Meta has developed a global infrastructure since opening its first data center in 2010, serving billions of users through its suite of apps. AI has played an essential part in their systems – from Big Sur hardware being installed in 2015 to PyTorch development and creating an AI research supercomputer dedicated for research. Now Meta is expanding their infrastructure further with exciting innovations:
- MTIA (Meta Training and Inference Accelerator): Meta has created its own accelerator chip family called MTIA specifically tailored for inference workloads. Offering superior compute power and efficiency than CPUs and tailored specifically to internal workloads. Combining MTIA chips with GPUs enables Meta to deliver enhanced performance, reduced latency, and increased efficiency across a variety of workloads.
- Meta is developing a next-generation data center to support existing products while accommodating future generations of AI hardware for training and inference. This AI-friendly data center design will feature liquid-cooled AI hardware connected by high performance network interconnection, large scale AI training clusters. Meta’s new approach prioritizes speed, cost-effectiveness and compatibility with their in-house developed ASIC solution MSVP specifically developed to handle ever-increasing video workloads.
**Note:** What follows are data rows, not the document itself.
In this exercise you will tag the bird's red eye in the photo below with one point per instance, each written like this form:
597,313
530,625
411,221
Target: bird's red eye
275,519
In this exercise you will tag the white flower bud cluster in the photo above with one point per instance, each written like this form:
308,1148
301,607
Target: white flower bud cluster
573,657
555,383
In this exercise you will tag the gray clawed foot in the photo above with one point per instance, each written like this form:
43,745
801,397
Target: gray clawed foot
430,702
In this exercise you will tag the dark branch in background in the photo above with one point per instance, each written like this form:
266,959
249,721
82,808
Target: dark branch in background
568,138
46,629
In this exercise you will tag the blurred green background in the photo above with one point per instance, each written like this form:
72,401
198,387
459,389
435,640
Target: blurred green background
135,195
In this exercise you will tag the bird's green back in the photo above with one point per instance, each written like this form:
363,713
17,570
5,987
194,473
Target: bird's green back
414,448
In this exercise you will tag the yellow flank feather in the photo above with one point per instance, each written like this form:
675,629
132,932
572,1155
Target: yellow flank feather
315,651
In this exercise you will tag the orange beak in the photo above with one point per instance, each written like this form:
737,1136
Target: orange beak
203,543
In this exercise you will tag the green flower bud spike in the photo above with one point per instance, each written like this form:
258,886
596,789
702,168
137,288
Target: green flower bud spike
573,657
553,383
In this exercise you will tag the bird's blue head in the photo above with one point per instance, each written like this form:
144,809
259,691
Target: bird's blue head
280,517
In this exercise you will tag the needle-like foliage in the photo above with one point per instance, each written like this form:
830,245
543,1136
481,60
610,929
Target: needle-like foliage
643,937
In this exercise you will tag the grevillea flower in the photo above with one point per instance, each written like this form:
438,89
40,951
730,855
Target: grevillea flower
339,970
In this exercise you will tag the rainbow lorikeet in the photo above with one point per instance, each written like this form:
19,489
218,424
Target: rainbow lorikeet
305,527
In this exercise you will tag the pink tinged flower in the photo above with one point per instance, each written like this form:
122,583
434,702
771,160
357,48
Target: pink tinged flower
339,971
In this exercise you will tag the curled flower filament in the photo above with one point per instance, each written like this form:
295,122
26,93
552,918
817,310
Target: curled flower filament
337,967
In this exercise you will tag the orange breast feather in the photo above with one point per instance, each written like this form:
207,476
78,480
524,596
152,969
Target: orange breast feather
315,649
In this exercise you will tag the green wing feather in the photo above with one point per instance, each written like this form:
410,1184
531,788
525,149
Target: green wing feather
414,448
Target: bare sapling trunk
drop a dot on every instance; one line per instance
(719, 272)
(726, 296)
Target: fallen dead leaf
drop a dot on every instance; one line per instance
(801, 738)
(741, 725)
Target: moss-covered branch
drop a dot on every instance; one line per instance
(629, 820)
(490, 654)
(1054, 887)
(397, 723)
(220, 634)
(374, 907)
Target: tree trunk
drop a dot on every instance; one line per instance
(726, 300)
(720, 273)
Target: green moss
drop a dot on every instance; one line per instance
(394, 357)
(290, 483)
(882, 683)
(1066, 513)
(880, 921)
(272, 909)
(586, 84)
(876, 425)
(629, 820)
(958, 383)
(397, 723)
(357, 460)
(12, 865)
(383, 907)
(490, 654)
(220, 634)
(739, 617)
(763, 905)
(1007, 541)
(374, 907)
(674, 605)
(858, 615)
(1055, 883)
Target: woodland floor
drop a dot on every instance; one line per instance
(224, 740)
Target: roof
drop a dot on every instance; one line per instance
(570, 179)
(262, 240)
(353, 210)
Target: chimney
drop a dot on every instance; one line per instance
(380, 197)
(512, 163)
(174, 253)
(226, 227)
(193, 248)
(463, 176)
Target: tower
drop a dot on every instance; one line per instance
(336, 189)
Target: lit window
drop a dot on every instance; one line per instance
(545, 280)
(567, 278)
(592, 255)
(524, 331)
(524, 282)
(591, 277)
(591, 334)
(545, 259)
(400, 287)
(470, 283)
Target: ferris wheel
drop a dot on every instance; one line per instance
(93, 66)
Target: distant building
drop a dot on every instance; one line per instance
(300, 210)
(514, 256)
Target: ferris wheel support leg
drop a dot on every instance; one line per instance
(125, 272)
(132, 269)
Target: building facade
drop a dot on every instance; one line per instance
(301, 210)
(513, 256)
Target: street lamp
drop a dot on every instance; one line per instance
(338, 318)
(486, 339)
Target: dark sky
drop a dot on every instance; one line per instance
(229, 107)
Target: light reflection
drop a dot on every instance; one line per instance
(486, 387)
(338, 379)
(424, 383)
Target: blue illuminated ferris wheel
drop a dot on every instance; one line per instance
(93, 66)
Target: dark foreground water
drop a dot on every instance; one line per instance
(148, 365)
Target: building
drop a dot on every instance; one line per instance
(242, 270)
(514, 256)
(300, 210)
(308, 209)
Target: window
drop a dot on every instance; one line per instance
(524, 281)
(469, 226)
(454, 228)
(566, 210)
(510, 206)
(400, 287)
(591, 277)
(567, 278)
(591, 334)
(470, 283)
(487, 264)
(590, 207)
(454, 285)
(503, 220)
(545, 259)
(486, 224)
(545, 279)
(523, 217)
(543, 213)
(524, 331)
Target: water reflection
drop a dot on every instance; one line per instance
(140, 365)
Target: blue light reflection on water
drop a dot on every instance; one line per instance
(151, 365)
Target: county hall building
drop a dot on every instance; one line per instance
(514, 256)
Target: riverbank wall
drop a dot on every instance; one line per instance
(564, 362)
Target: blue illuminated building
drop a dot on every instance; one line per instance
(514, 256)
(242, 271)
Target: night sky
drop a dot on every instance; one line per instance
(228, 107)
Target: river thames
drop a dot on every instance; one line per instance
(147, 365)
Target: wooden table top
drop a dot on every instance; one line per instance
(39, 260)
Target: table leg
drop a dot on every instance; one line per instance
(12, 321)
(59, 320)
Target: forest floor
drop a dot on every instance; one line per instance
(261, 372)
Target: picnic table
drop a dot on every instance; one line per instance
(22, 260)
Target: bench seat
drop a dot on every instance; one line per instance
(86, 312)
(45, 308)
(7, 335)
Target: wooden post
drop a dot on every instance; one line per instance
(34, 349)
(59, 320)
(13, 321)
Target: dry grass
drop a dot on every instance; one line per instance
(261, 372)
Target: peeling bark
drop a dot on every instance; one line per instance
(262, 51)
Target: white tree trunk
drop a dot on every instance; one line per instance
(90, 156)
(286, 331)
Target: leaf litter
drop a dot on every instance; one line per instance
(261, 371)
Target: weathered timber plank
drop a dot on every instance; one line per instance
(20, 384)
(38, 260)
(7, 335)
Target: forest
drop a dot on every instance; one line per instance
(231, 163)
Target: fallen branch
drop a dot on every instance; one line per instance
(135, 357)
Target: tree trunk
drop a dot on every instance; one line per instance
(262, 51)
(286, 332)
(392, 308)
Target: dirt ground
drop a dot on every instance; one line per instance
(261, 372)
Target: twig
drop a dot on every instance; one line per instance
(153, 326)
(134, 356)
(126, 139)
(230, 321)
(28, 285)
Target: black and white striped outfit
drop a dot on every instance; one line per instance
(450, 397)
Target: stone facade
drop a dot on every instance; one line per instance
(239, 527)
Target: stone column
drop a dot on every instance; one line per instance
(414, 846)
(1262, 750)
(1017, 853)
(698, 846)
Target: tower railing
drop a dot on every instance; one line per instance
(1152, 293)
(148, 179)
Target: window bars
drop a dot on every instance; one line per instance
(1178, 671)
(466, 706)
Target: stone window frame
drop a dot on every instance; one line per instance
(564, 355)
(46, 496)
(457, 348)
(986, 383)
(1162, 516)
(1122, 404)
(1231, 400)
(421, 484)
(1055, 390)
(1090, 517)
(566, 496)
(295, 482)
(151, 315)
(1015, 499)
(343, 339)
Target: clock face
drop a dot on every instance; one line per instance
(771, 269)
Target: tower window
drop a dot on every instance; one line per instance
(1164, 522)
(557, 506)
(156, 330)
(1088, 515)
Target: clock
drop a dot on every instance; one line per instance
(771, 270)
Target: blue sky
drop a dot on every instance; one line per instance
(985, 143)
- Research SuperCluster (RSC) AI Supercomputer: Meta’s RSC artificial intelligence supercomputer is widely renowned as one of the fastest AI supercomputers worldwide. Designed to train large AI models for applications such as Augmented Reality tools, Content Understanding systems, Real-time translation technology and more; its 16,000 accessible GPUs interconnected through 3-level Clos network fabric ensure high bandwidth across its 2,000 training systems.
Custom-designing much of Meta’s infrastructure enables an optimized end-to-end experience from physical layer through virtual layer, software layer and user experience. Meta has full control of its stack, permitting custom modifications tailored specifically to user needs and accommodating flexible collocation of GPUs, CPUs, network and storage to support workloads with power and cooling solutions reevaluated as part of an overall cohesive system solution.
Meta’s unique ability to design, construct and operate all aspects of its infrastructure makes them adaptable to changing specialization and customization in chip design, purpose-built AI infrastructure for specific workloads, scalable deployment systems and improved product efficiency and support services. Meta remains dedicated to long-term value creation by capitalizing on its extensive infrastructure to lead AI for years to come.